There is a lot wrong with copyright. And it is only going to get harder unless the ways in which we understand data also change. One potential set of technologies that may offer some hope for generative artworks and a path for copyrighted content is decentralized data stores built on blockchain protocols such as Dat (https://github.com/datproject/docs/tree/master/papers) and IPFS.io (https://ipfs.io). These models re-envision the internet as one giant torrent network. Rather than have infrastructure dictate what content you see, instead, it is a blockchain built from your peers. A giant peer-to-peer network where data can never disappear, and as a result of the chain of events created, can never lose its history of events which allowed it come to your own computer.
Copyright has already gone through many evolutions, from Disney's protection of Mickey Mouse, to recent extensions that ensure copyrighted content can persist even after the death of the person it aims to protect. Copyright has even evolved to protect a culture of mash up, the least likely of actors to benefit from copyright. For instance, the Electronic Frontier Foundation's Creative Commons copyrights explicitly permit derivative works and encourage sharing as part of its variations. But when content is transformed, re-appropriated, mashed up, and re-sampled to the point of unrecognizability, how can we, let alone algorithms, understand what is copyrighted?

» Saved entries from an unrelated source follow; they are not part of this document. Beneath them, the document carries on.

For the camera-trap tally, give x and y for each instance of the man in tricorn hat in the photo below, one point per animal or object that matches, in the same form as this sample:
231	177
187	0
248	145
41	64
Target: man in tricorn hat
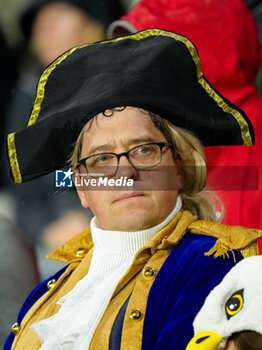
127	116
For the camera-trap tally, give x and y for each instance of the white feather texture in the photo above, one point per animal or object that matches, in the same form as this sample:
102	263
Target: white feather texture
245	276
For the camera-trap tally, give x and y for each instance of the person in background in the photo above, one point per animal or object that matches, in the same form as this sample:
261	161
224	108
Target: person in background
18	271
125	116
50	27
226	36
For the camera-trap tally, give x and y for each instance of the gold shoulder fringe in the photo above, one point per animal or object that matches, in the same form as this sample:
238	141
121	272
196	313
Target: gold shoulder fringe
229	238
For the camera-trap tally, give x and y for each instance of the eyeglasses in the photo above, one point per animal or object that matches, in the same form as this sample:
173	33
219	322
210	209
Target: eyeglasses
141	157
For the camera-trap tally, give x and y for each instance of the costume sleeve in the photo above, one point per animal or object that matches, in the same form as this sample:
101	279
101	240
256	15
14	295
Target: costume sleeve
179	291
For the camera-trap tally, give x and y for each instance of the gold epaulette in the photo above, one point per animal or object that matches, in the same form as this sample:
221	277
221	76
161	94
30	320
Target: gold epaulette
229	238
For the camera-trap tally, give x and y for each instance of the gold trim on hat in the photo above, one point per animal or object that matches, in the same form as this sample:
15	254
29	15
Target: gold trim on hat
13	158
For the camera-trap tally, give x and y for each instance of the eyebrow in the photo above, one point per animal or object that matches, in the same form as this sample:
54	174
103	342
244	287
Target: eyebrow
106	147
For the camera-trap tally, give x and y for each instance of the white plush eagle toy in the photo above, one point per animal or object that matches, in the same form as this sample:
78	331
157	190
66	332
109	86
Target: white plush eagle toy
234	305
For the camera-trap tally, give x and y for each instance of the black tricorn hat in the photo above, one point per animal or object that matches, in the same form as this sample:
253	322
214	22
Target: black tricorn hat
156	70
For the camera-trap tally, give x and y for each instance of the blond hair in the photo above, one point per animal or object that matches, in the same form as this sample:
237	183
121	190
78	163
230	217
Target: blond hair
195	197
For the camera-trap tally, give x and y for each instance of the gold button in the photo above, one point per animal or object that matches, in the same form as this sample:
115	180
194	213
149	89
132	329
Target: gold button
80	253
51	283
135	314
15	328
149	272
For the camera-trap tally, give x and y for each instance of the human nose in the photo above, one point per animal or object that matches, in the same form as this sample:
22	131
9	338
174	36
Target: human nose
125	168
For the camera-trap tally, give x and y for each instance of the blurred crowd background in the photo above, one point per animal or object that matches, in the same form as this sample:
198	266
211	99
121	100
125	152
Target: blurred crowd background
34	217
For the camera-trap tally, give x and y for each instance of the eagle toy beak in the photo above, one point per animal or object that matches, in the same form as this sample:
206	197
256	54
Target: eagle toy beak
205	341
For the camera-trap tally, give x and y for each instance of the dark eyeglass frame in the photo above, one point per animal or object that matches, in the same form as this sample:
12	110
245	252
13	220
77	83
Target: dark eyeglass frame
161	145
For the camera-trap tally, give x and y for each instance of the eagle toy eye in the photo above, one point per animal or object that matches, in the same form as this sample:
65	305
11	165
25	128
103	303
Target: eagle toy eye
234	304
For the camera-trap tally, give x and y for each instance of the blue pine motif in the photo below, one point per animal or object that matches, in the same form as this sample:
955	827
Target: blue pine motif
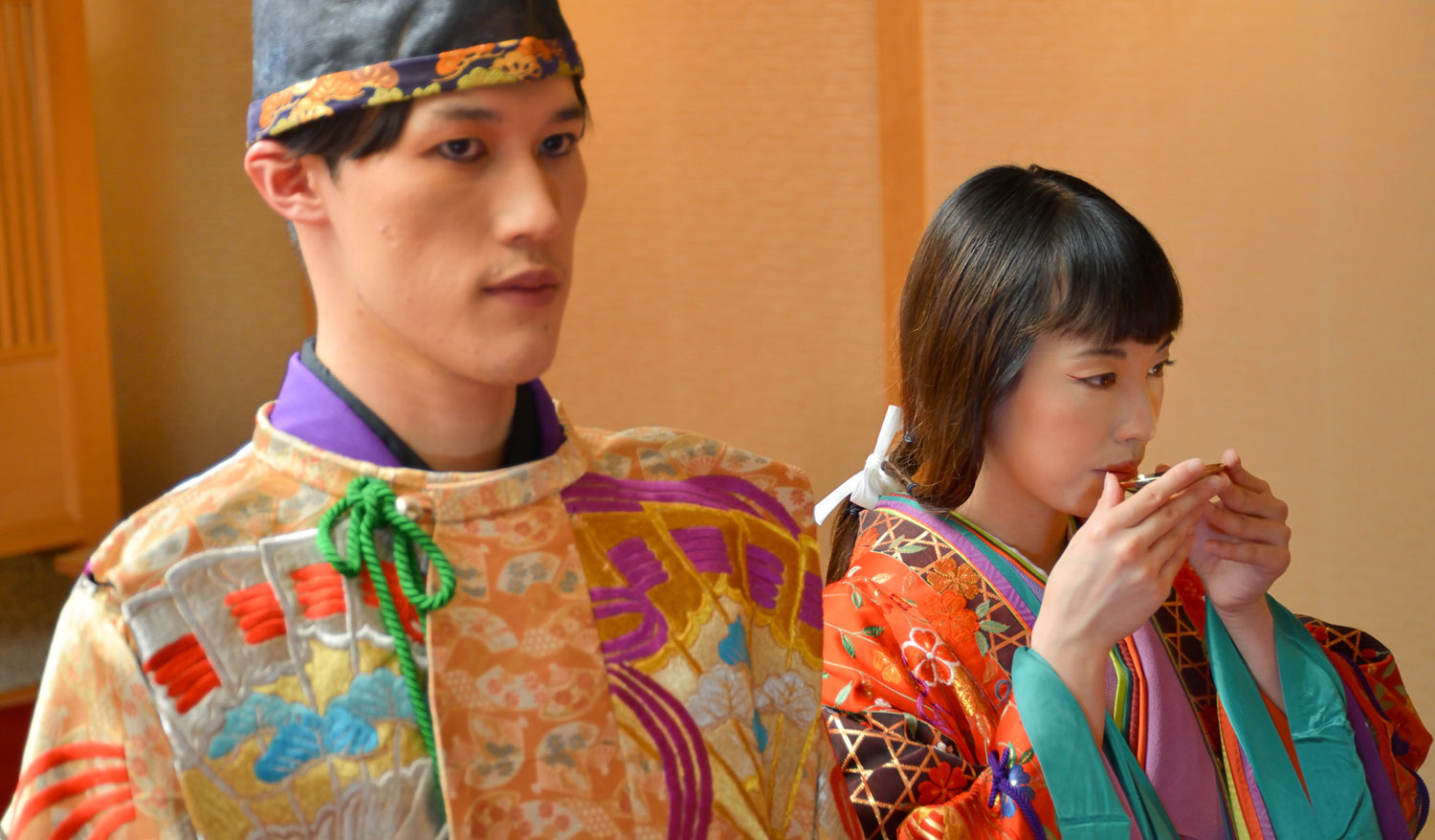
376	696
346	734
293	747
258	711
734	650
760	733
300	736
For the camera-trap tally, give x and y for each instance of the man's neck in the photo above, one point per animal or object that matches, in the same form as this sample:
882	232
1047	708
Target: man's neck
451	423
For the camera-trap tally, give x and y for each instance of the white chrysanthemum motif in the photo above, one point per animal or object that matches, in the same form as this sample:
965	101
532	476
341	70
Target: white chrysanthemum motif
722	694
789	696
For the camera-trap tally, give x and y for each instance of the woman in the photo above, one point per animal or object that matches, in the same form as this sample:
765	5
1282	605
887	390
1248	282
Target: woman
995	671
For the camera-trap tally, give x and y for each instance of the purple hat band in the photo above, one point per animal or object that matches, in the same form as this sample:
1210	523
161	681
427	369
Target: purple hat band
525	59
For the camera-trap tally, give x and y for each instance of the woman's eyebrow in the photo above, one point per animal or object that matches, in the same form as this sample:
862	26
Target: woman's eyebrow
1118	352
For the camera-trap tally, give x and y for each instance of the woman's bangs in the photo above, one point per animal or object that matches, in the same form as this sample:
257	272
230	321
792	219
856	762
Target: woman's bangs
1113	284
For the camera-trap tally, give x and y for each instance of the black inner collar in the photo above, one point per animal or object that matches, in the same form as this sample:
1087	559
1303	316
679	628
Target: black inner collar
522	446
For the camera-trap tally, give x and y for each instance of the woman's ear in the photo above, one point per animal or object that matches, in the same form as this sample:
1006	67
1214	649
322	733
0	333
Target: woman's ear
286	181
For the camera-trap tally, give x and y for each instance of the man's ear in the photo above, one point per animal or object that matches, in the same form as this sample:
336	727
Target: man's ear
284	181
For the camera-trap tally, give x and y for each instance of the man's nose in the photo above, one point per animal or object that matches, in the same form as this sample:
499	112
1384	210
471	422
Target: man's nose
525	204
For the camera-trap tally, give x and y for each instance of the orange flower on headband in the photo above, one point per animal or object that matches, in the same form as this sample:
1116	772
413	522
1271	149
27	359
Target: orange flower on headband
273	103
379	75
335	86
536	48
519	65
455	60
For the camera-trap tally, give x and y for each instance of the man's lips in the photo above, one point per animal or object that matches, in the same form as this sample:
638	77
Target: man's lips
528	287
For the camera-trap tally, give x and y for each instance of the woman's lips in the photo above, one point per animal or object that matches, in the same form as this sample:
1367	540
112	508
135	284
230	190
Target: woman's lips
1124	472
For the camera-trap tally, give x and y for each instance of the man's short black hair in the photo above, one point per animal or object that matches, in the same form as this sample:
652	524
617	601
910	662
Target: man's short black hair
362	132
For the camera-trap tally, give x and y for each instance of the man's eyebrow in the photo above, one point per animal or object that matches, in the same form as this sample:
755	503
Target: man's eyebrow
1118	352
467	112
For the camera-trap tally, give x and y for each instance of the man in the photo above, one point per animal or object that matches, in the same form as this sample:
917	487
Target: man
422	602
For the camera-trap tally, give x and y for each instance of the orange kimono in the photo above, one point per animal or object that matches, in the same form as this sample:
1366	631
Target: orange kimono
947	725
630	651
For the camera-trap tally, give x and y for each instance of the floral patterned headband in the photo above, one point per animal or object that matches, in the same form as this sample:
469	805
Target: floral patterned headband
502	62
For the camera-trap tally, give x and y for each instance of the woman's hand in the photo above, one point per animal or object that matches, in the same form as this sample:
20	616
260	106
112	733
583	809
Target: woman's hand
1242	543
1115	572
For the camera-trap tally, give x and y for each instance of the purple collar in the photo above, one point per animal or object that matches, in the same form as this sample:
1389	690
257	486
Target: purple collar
313	412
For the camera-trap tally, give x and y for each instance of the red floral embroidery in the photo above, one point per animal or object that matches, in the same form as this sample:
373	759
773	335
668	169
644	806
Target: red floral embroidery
941	785
929	658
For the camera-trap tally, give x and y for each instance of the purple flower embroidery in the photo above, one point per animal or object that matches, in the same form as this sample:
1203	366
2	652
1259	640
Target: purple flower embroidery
1010	785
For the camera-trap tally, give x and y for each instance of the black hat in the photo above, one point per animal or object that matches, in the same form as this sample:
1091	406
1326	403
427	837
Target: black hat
316	57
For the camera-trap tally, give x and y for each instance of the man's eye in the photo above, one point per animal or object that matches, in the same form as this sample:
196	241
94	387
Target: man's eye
1159	367
462	149
559	144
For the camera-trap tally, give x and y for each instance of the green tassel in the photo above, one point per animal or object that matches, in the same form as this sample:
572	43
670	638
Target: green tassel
370	506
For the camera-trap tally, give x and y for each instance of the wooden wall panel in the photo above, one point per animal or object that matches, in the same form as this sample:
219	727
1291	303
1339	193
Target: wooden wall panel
56	423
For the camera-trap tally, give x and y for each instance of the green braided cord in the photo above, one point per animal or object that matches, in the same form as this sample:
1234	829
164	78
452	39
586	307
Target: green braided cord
370	506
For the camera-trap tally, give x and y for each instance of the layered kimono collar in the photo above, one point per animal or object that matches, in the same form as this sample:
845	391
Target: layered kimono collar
318	408
312	434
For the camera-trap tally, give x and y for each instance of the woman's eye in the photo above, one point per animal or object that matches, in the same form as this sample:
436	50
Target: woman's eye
1159	367
559	144
1099	381
462	149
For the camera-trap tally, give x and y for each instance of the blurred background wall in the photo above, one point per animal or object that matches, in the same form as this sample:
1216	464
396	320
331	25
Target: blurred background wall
760	174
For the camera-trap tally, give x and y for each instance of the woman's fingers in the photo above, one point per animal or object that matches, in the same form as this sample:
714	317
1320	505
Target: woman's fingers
1159	493
1248	527
1242	477
1168	546
1250	553
1194	500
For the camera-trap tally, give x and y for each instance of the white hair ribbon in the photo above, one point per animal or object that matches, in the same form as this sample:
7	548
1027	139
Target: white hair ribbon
872	481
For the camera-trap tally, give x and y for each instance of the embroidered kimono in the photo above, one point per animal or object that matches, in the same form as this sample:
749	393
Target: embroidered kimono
947	725
630	651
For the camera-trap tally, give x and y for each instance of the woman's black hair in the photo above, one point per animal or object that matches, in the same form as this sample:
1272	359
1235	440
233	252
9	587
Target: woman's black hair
1012	254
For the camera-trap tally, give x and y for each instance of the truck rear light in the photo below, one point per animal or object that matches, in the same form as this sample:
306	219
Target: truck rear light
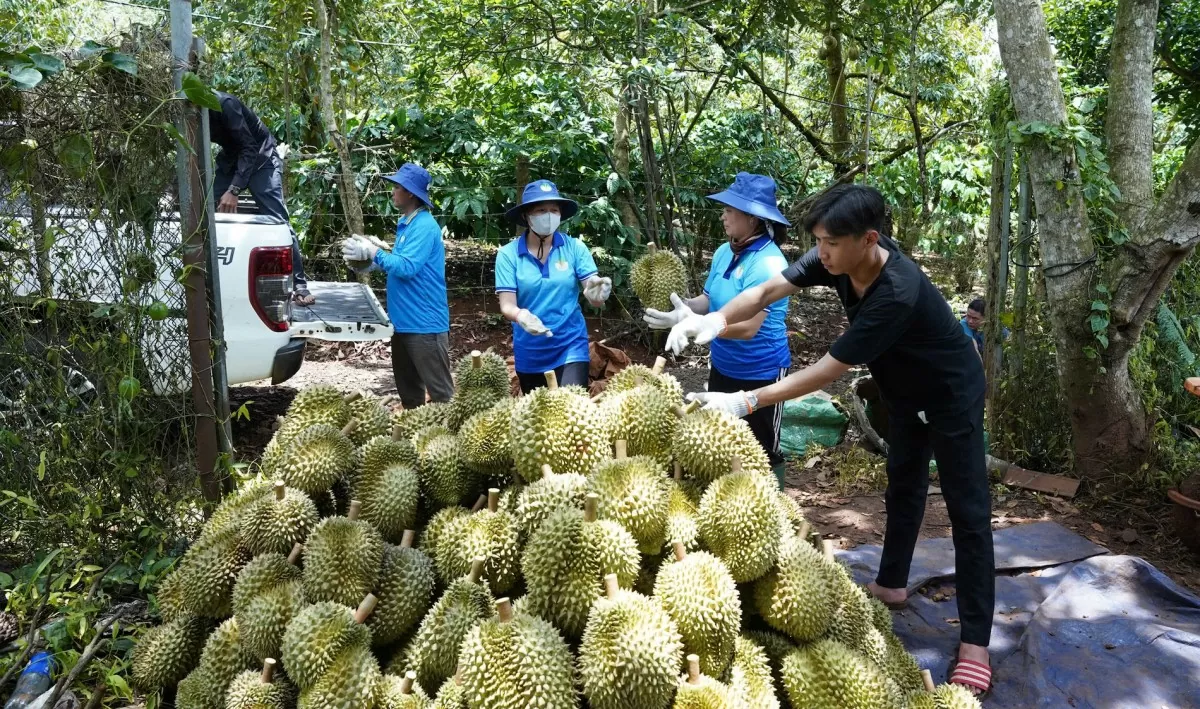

This is an important question to consider as algorithms become capable of ingesting more data and transforming it in ways we may never be able to understand. Algorithms will continue to gain greater expressivity and be used in creating a wider possible range of generative works of art, perhaps even capable of #1 video hits on YouTube. But these algorithms are almost certainly going to be built on the data of others. Will we enforce that an algorithm's internal representations must not have been built on copyrighted data, or be capable of expressing copyrighted data? Or will we discover new ways of accessing and describing data which maintains authorship and with it, some semblance of a historical record?